The shooting began at 11:19 a.m. Todd could hear what he described as loud explosions outside. As they got closer to the library, “people realized it was gunfire and began to panic.” Then, a teacher came into the library and told everyone to get down under tables. She had been shot in the shoulder.
Todd was peeking from behind a pillar in the library when Eric Harris and Dylan Klebold, both carrying weapons, entered the library. He saw one of them put a shell into a shotgun. Todd then dove for a copier as the firing started. Todd, the first student in the library shot, was injured in his face, neck and back. Todd was one of 23 students wounded in the library and nine people were killed there.
The shooters eventually found Todd hiding under a desk.
“I saw the boots coming. I looked up and they had a gun pointed to my head,” he said. “They asked me ‘why shouldn’t we kill you?’”
Todd answered with these words: “I’ve been good to you and everyone in this school knows it.” Each killer then suggested the other kill Todd before walking out of the library. It was 11:36 a.m., 17 minutes after the shooting began. Todd was the last person the killers talked to before exiting the library.

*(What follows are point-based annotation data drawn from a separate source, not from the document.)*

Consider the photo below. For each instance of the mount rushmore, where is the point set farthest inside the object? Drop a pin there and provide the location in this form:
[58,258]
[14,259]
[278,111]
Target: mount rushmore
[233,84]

For the next 32 minutes, the two students wandered through the building firing guns and setting off bombs, but injuring no one. They went back into the cafeteria at 11:44 a.m. They re-entered the library at 12:02 p.m. Someone hiding in a break room heard the shooters count to three in unison, then the sound of gun fire.
For Harris and Klebold, it was over. For the survivors, it would take more time.
“That evening and the days that followed were some of the worst,” Todd told the students. “Four of my friends didn’t make it. Going to funerals and the hospital at 15 is tough.”
Todd told the students that Columbine taught him there are going to be tough times. He and friends spent days and weeks talking about what happened that April day and it helped. “When you do that, you realize you are not alone,” Todd said.
He also talked about the importance of character.
“For better or worse, we all have character,” he said. “The two shooters developed bad character.
“I made a decision to spend my life being a better person every day,” he told the students. “You have to develop yourself first.”
He also talked to the students about making choices.
“This world has a lot to offer for better or worse,” he said. “You can do amazing things or you can ruin your life.”
Students also asked Todd about other school shootings that have taken place and about school security.
“The best way to make schools safer,” he said, “is to develop better people.”